General Sir William Francis Patrick Napier KCB (7 December 178512 February 1860) was a British soldier in the British Army and a military historian.

Early life
Napier was born at Celbridge, County Kildare, the third son of Colonel George Napier (1751–1804) and his wife, Lady Sarah Lennox (1745–1826).

Military service
He became an ensign in the Royal Irish Artillery in 1800, but at once exchanged into the 62nd, and was put on half-pay in 1802.  He was afterwards made a cornet in the Royal Horse Guards by the influence of his uncle the duke of Richmond, and for the first time did actual military duty in this regiment, but he soon fell in with Sir John Moore's suggestion that he should exchange into the 52nd, which was about to be trained at Shorncliffe Army Camp.  Through Sir John Moore he soon obtained a company in the 43rd, joined that regiment at Shorncliffe and became a great favourite with Moore.

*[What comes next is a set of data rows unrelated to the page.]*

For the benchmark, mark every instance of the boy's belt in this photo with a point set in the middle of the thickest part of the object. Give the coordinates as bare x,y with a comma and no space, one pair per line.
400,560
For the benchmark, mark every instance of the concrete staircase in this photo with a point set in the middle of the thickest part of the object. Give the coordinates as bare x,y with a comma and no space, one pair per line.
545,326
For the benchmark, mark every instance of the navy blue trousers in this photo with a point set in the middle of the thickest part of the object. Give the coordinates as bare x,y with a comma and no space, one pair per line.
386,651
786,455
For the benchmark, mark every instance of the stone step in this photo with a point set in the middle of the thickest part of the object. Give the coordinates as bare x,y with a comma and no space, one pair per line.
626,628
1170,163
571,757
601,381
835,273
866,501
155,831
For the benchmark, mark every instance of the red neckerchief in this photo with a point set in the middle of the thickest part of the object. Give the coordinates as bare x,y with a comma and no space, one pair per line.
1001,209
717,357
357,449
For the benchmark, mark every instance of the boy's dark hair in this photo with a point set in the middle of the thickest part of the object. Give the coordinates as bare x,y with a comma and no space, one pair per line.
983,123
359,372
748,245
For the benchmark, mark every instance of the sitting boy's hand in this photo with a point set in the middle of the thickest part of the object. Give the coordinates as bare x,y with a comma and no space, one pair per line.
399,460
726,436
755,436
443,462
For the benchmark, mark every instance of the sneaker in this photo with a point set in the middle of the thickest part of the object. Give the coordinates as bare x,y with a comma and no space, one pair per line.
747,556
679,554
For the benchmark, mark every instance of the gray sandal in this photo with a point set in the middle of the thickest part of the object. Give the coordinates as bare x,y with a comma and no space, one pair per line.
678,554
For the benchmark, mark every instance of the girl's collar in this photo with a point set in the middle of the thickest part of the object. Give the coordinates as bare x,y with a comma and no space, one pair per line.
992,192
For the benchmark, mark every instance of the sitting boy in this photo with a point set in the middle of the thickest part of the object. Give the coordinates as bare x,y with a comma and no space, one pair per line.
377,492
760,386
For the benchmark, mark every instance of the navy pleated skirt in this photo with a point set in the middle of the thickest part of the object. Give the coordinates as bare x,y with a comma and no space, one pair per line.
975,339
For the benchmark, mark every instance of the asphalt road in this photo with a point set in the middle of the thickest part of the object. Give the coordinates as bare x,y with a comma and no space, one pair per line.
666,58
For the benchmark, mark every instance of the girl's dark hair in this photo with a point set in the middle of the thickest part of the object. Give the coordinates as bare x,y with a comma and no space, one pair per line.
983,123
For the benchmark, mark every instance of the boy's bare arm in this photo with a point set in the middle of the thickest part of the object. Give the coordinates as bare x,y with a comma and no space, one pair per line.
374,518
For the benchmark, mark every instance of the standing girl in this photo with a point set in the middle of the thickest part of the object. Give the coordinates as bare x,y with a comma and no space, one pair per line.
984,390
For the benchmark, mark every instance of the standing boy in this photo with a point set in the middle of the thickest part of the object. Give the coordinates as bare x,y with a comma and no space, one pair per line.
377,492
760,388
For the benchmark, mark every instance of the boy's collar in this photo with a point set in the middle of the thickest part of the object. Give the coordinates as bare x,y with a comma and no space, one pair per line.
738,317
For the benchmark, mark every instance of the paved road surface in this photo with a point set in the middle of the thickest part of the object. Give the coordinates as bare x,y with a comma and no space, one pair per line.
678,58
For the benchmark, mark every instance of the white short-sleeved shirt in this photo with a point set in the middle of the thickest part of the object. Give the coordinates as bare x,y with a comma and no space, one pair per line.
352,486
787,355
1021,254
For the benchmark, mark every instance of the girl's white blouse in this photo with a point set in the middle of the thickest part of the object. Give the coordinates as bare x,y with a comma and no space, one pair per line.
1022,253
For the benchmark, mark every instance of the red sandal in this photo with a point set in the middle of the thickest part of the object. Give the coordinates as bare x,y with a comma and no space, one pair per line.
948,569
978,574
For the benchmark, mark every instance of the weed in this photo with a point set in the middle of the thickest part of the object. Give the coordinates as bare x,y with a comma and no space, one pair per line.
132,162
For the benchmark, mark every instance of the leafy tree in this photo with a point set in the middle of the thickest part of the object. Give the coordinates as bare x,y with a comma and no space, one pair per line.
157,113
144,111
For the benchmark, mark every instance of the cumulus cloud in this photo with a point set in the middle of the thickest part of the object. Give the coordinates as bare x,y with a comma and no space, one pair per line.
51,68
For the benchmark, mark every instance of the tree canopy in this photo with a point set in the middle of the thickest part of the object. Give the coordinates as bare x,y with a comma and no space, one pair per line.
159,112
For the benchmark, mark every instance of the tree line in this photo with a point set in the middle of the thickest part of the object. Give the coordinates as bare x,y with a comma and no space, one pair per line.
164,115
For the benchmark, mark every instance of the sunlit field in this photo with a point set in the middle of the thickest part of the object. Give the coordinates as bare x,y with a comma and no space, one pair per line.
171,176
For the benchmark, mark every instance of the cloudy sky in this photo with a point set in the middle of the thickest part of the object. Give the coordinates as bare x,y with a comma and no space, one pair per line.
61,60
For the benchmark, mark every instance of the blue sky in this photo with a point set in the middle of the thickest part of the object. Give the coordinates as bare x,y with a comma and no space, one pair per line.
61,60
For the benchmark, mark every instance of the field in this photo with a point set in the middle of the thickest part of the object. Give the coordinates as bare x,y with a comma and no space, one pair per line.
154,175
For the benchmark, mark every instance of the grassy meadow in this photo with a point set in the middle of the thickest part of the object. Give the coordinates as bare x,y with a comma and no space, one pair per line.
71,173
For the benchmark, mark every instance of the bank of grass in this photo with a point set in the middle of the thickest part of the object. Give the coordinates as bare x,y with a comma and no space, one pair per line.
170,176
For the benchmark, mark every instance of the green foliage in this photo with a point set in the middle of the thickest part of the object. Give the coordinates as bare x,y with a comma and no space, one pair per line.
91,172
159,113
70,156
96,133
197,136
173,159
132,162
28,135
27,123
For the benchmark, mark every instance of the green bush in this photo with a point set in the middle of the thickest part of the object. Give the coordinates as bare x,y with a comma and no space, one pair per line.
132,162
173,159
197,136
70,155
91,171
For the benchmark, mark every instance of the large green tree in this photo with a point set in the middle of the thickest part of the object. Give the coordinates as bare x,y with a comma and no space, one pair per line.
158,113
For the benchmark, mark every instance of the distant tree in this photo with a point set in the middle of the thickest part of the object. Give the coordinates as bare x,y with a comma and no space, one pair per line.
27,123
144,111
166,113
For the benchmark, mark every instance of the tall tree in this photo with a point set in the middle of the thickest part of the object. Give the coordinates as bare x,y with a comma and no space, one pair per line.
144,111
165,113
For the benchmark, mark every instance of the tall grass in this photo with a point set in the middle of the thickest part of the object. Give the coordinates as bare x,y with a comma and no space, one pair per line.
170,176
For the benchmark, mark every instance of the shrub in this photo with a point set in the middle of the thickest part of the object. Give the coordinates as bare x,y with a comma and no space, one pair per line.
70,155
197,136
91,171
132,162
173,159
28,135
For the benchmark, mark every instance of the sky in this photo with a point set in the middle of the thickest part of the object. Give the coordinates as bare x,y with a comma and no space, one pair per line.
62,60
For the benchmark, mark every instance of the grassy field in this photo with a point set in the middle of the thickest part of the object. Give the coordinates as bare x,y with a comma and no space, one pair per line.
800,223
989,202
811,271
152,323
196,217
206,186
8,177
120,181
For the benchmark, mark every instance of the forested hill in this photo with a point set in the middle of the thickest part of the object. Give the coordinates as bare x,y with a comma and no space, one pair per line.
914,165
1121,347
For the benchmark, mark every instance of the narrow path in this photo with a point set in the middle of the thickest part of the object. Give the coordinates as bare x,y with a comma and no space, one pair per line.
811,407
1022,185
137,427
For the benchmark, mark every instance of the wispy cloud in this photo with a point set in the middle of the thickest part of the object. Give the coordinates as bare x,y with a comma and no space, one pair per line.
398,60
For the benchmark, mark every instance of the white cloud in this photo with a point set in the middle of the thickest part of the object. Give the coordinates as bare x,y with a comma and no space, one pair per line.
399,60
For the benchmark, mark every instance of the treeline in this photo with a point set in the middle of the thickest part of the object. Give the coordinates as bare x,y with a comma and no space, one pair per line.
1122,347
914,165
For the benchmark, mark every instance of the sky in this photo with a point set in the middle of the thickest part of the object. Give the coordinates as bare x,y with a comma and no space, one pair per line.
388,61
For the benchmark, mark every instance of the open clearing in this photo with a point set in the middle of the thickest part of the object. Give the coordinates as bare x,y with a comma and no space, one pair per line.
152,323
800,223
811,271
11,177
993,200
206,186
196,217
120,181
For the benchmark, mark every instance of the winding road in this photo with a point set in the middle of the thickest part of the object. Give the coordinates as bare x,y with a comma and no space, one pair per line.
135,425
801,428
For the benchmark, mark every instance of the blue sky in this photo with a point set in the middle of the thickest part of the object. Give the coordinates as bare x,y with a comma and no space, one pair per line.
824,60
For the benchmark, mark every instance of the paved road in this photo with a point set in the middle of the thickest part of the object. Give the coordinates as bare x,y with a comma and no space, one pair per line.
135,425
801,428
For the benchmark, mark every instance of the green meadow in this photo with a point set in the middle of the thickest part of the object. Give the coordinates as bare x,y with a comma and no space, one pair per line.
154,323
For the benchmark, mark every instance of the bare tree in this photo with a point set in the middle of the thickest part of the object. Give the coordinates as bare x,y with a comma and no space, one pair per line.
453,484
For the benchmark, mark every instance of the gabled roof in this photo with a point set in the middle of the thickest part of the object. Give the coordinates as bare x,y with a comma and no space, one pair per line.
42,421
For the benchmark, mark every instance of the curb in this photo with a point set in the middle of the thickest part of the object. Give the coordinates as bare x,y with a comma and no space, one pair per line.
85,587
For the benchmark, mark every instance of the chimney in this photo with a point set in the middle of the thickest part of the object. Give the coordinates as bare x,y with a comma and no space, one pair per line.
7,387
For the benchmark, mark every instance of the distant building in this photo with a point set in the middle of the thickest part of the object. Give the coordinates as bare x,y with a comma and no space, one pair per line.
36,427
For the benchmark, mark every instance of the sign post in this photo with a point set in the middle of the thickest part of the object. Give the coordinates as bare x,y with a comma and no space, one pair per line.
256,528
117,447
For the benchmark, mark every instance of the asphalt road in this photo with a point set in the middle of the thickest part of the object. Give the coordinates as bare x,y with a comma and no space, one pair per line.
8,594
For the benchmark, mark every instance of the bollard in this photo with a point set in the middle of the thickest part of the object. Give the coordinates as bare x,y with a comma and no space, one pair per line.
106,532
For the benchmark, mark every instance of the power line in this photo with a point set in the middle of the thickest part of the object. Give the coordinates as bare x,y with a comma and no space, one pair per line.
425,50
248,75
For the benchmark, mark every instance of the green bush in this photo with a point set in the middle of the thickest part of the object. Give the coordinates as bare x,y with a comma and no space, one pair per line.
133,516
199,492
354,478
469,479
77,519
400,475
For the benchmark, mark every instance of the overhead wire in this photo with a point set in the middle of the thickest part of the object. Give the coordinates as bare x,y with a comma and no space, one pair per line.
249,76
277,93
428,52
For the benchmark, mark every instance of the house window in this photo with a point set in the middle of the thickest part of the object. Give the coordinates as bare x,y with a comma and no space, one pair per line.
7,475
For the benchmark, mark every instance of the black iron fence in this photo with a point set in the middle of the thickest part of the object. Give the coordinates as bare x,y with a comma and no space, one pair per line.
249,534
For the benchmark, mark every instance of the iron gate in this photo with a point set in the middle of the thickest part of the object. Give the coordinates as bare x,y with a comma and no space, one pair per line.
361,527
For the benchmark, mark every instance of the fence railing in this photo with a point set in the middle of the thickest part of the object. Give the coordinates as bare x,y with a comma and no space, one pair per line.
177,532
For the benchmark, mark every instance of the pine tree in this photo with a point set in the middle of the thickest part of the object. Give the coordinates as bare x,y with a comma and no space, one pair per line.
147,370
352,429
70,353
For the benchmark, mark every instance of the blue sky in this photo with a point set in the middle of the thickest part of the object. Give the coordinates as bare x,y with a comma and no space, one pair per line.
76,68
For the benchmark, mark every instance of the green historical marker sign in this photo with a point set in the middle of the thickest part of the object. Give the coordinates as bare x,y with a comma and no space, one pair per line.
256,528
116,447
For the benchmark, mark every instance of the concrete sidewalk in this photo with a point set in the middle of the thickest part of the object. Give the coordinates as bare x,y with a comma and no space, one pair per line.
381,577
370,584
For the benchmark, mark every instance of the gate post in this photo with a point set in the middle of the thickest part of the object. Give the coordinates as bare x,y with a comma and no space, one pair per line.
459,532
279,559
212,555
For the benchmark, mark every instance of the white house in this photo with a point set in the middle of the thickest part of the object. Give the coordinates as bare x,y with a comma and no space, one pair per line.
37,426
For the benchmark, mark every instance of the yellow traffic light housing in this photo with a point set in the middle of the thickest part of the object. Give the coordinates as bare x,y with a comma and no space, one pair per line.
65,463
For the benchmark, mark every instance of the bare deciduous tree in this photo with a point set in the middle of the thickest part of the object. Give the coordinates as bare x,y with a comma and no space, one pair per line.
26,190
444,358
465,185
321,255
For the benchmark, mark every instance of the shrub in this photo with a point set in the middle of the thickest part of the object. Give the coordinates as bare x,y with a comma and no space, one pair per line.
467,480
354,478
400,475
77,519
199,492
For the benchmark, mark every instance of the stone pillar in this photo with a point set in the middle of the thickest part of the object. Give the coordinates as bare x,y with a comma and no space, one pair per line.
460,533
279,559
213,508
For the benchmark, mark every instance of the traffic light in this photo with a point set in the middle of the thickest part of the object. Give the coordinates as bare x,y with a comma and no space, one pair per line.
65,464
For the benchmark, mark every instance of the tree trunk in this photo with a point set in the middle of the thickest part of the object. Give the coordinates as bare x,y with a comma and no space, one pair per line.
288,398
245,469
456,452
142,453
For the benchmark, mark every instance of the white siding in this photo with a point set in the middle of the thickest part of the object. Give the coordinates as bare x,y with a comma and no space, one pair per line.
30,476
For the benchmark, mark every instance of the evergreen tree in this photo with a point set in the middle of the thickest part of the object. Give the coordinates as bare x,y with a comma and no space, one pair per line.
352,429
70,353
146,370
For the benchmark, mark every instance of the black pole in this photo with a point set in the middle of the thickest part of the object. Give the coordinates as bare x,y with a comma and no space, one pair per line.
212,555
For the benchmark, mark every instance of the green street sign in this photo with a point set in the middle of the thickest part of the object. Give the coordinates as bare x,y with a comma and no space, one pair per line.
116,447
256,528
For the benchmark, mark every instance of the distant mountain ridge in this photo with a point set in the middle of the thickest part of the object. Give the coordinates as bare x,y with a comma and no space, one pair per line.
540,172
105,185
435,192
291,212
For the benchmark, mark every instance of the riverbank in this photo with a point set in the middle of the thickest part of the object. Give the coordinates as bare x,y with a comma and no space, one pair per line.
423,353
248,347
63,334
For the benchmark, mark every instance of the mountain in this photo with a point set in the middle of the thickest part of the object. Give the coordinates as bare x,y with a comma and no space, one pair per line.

He served in Denmark, and was present at the engagement of Koege (Køge), and, his regiment being shortly afterwards sent to Spain, he bore himself nobly through the retreat to Corunna, the hardships of which permanently impaired his health.  In 1809 he became aide-de-camp to his cousin the Duke of Richmond, Lord Lieutenant of Ireland, but joined the 43rd when that regiment was ordered again to Spain. With the light brigade (the 43rd, 52nd, and 95th), under the command of General Craufurd, he marched to Talavera in the famous forced march which he has described in his History, and had a violent attack of pleurisy on the way.

He, however, refused to leave Spain, was wounded on the Coa, and shot near the spine at Cazal Nova. His conduct was so conspicuous during the pursuit of Masséna after he left the lines of Torres Vedras that he as well as his brother George was recommended for a brevet majority. He became Brigade Major, was present at Fuentes d'Onoro, but had so bad an attack of fever that he was obliged to return to England.

In England he married his cousin Caroline Amelia Fox, daughter of General, the Honourable Henry Fox and niece of the statesman Charles James Fox.  They had a number of children, one of whom, Pamela Adelaide Napier, married Philip William Skynner Miles and had a son, Philip Napier Miles.  Another daughter, Louisa Augusta Napier, married General Sir Patrick Leonard MacDougall who, after her death, married Marianne Adelaide Miles, a sister of Philip William Skynner Miles.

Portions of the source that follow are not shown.